I have a bunch of XML files and an R script that reads their contents into a data frame. However, I do have files that I would like to parse as usual, but there is something in their namespace definition that prevents me from selecting their values, usually with XPath expressions.
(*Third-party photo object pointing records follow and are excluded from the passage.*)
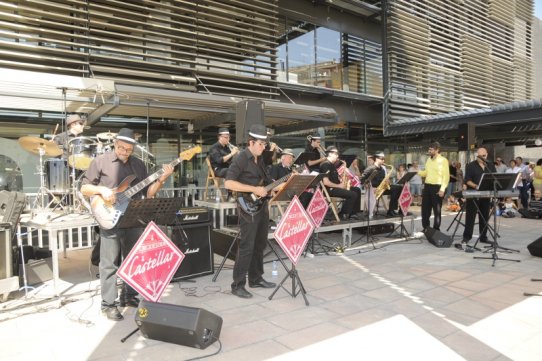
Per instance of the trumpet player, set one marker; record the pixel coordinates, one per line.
(222, 153)
(315, 146)
(394, 191)
(336, 188)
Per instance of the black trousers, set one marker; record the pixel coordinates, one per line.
(431, 201)
(252, 243)
(351, 198)
(474, 207)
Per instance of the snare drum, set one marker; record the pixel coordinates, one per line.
(58, 180)
(82, 149)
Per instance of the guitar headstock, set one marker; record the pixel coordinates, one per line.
(189, 153)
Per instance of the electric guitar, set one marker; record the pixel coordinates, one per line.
(251, 204)
(108, 214)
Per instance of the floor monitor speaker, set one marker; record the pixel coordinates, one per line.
(187, 326)
(535, 248)
(437, 238)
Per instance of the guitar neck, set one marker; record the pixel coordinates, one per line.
(138, 187)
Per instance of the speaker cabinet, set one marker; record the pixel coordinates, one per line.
(221, 241)
(187, 326)
(248, 113)
(535, 248)
(437, 238)
(194, 241)
(466, 136)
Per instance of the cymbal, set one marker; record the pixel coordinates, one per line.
(34, 144)
(106, 135)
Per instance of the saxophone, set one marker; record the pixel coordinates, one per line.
(385, 184)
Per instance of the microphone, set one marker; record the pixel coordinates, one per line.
(144, 150)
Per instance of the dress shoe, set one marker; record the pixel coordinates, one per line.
(129, 302)
(112, 313)
(241, 292)
(261, 283)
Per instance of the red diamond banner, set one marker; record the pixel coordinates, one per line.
(151, 263)
(294, 230)
(317, 208)
(405, 199)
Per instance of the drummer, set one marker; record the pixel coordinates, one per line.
(75, 125)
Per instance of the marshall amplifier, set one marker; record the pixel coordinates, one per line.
(195, 242)
(194, 215)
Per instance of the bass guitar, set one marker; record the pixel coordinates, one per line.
(251, 204)
(108, 214)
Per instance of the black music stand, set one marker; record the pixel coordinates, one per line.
(403, 233)
(497, 182)
(304, 157)
(368, 187)
(162, 211)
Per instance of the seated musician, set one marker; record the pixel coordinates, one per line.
(285, 167)
(76, 126)
(336, 188)
(376, 181)
(222, 153)
(315, 147)
(534, 211)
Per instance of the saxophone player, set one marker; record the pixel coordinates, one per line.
(336, 188)
(381, 176)
(222, 153)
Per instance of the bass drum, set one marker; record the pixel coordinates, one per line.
(82, 150)
(58, 180)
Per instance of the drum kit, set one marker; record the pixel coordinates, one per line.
(57, 174)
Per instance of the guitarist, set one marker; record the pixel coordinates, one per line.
(105, 173)
(247, 174)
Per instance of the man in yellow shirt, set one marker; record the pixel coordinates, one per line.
(437, 176)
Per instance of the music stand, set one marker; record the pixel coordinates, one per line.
(304, 157)
(163, 211)
(347, 158)
(295, 185)
(497, 182)
(267, 157)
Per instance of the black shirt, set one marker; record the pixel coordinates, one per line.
(473, 171)
(244, 170)
(378, 178)
(216, 155)
(109, 171)
(315, 167)
(330, 171)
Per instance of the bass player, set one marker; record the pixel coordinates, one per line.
(106, 172)
(247, 174)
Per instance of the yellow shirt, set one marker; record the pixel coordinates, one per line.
(437, 171)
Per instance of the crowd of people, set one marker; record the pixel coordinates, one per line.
(246, 172)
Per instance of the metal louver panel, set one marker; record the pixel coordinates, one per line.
(446, 56)
(166, 43)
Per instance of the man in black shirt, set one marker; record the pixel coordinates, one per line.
(395, 190)
(315, 147)
(247, 174)
(222, 153)
(473, 174)
(336, 188)
(105, 173)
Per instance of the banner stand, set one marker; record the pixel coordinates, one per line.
(297, 285)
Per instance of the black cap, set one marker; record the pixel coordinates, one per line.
(126, 135)
(258, 131)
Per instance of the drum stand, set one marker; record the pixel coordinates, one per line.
(40, 202)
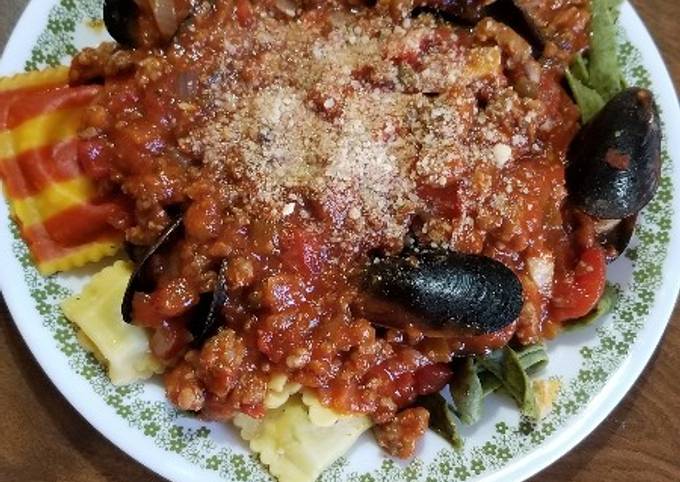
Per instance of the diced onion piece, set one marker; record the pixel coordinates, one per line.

The XML files are as follows:
xml_nons.xml
<?xml version="1.0" encoding="UTF-8"?> <XML> <Node> <Name>Name 1</Name> <Title>Title 1</Title> <Date>2015</Date> </Node> </XML>
And other:
xml_ns.xml
<?xml version="1.0" encoding="UTF-8"?> <XML xmlns="http://www.nonexistingsite.com"> <Node> <Name>Name 2</Name> <Title>Title 2</Title> <Date>2014</Date> </Node> </XML>
The URL xmlns points to does not exist.
The R code I use looks like this:
library(XML) xmlfiles <- list.files(path = ".", pattern="*.xml$", full.names = TRUE, recursive = TRUE) n <- length(xmlfiles) dat <- vector("list", n) for(i in 1:n){ doc <- xmlTreeParse(xmlfiles[i], useInternalNodes = TRUE) nodes <- getNodeSet(doc, "//XML") x <- lapply(nodes, function(x){ data.frame( Filename = xmlfiles[i], Name = xpathSApply(x, ".//Node/Name" , xmlValue), Title = xpathSApply(x, ".//Node/Title" , xmlValue), Date = xpathSApply(x, ".//Node/Date" , xmlValue) )}) dat[[i]] <- do.call("rbind", x) } xml <- do.call("rbind", dat) xml
However, as a result, I get:
Filename Name Title Date ./xml_nons.xml Name 1 Title 1 2015
If I remove the namespace link from the second file, I will return:
Filename Name Title Date ./xml_nons_1.xml Name 1 Title 1 2015 ./xml_ns_1.xml Name 2 Title 2 2014
Of course, I can have XSL to remove these namespaces from the XML source files, but I would like to have some solution that works inside R. Is there a way to tell R to simply ignore everything in the XML declaration?